What is the Right SEO Strategy in 2011?

What is right SEO strategy these days?  And what about all that “Social Media” stuff I keep hearing about… how does that come into play?

Basically, in 2011, “what 3 things should be included in your 2011 SEO strategy”.   This question was answered by Matt Cutts, head of the webspam team at Google.  If anyone know, Matt knows.

What are the 3 things should be included?  He really gives more than 3 things, but to summarize:

  1. Optimizing for speed.  Users like fast loading pages.  Minifying java script, etc. can help.
  2. On-site SEO with the Content Management System and internal linking within the website.  A CMS is really only needed for large websites constantly publishing lots of new content.
  3. Social Media Marketing.

In his own words:

 

Social Media can be a missing link to any SEO strategy.  Come again?  Social Media is part of SEO?  In 2010, Google began indexing how many times sites are “Liked”, “Dugg”, tweeted, etc., which now makes Social Media part of the linking strategy for any website owner.
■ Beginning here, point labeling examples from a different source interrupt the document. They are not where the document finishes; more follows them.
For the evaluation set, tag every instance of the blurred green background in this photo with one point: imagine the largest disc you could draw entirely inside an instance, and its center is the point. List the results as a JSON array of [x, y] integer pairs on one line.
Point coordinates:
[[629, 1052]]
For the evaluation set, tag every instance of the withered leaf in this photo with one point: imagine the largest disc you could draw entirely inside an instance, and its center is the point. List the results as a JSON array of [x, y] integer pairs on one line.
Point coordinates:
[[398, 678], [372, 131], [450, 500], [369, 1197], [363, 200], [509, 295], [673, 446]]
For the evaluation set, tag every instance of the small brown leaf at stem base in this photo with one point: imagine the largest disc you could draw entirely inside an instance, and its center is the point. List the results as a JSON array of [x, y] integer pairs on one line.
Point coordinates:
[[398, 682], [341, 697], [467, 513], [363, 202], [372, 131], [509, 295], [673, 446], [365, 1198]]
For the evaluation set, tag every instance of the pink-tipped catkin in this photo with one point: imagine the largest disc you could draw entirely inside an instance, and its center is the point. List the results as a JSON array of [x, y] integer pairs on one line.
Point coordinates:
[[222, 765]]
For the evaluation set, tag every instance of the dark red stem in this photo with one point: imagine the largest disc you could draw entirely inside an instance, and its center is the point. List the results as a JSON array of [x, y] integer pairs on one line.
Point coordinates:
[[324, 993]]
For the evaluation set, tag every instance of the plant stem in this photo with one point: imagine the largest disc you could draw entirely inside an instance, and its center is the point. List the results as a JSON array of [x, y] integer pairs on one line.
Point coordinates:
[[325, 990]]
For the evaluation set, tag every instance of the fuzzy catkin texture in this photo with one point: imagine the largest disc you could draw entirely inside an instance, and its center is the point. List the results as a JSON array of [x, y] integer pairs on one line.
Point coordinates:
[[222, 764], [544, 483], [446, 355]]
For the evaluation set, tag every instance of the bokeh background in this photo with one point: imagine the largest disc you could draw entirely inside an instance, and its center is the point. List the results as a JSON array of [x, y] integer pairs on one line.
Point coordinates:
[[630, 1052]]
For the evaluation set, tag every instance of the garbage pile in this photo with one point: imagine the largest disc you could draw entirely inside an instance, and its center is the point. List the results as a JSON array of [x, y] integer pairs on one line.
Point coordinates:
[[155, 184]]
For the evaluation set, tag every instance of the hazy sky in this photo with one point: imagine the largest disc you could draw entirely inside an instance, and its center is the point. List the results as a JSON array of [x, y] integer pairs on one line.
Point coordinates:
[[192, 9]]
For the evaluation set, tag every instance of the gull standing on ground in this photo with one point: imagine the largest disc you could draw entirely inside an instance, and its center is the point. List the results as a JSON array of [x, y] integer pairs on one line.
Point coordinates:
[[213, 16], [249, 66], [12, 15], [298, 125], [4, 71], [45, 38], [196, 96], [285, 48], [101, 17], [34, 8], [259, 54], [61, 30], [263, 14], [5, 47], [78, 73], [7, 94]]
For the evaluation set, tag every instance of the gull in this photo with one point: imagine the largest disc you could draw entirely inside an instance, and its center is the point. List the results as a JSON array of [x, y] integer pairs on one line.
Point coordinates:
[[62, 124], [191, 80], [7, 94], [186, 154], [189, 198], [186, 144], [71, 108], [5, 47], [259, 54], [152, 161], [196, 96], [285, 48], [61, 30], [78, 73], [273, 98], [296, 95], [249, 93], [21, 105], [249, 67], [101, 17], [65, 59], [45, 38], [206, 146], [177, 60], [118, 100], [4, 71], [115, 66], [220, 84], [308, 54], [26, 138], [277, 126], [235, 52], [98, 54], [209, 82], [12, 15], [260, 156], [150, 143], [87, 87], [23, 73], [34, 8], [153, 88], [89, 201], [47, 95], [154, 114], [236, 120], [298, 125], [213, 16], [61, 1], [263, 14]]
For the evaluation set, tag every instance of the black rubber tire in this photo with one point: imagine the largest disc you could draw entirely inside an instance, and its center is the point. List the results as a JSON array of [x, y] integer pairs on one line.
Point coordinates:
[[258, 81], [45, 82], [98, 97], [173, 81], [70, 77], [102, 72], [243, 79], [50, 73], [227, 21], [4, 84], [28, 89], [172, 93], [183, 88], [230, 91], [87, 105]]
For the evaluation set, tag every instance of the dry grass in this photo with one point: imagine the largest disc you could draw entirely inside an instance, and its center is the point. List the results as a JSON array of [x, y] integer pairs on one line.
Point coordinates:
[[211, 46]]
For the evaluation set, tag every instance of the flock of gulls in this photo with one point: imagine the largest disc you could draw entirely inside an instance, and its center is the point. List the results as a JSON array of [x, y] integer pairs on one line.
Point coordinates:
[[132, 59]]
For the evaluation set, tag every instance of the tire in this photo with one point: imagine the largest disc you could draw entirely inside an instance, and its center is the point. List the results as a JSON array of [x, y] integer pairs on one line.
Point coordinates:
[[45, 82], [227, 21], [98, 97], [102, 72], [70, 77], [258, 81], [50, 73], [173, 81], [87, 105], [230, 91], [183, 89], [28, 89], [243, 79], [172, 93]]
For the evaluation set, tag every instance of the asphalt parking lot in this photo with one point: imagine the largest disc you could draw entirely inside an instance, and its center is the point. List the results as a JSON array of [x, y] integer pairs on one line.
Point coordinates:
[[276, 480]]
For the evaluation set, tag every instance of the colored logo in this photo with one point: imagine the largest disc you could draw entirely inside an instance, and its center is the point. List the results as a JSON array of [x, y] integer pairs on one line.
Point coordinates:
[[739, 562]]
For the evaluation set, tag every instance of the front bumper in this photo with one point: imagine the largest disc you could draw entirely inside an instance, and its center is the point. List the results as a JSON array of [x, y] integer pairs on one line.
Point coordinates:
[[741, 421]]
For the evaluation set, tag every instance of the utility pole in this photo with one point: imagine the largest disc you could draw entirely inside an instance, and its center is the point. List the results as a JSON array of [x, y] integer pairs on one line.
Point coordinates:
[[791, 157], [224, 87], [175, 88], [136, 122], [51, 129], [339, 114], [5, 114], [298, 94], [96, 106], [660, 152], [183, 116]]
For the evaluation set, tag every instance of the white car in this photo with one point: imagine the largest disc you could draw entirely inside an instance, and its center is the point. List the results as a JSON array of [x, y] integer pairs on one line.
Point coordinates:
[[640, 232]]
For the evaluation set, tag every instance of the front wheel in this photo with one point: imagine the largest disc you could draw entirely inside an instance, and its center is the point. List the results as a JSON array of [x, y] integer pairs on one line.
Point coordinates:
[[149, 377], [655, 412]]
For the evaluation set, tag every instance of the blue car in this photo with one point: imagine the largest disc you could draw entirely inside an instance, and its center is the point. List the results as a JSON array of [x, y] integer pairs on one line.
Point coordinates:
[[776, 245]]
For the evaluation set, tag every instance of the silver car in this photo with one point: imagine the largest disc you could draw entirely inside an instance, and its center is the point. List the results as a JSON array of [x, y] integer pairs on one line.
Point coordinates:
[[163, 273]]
The problem is how to effectively use Social Media.  It can be very confusing, extremely time consuming and entirely ineffective approached in the wrong way.  However proper content syndication can eliminate the barriers to success.

The combination of Social Media and SEO is what we call Advanced Integrated Marketing.  It’s a powerful combination proven to increase rankings for more visitors, more customers and more revenue for your business.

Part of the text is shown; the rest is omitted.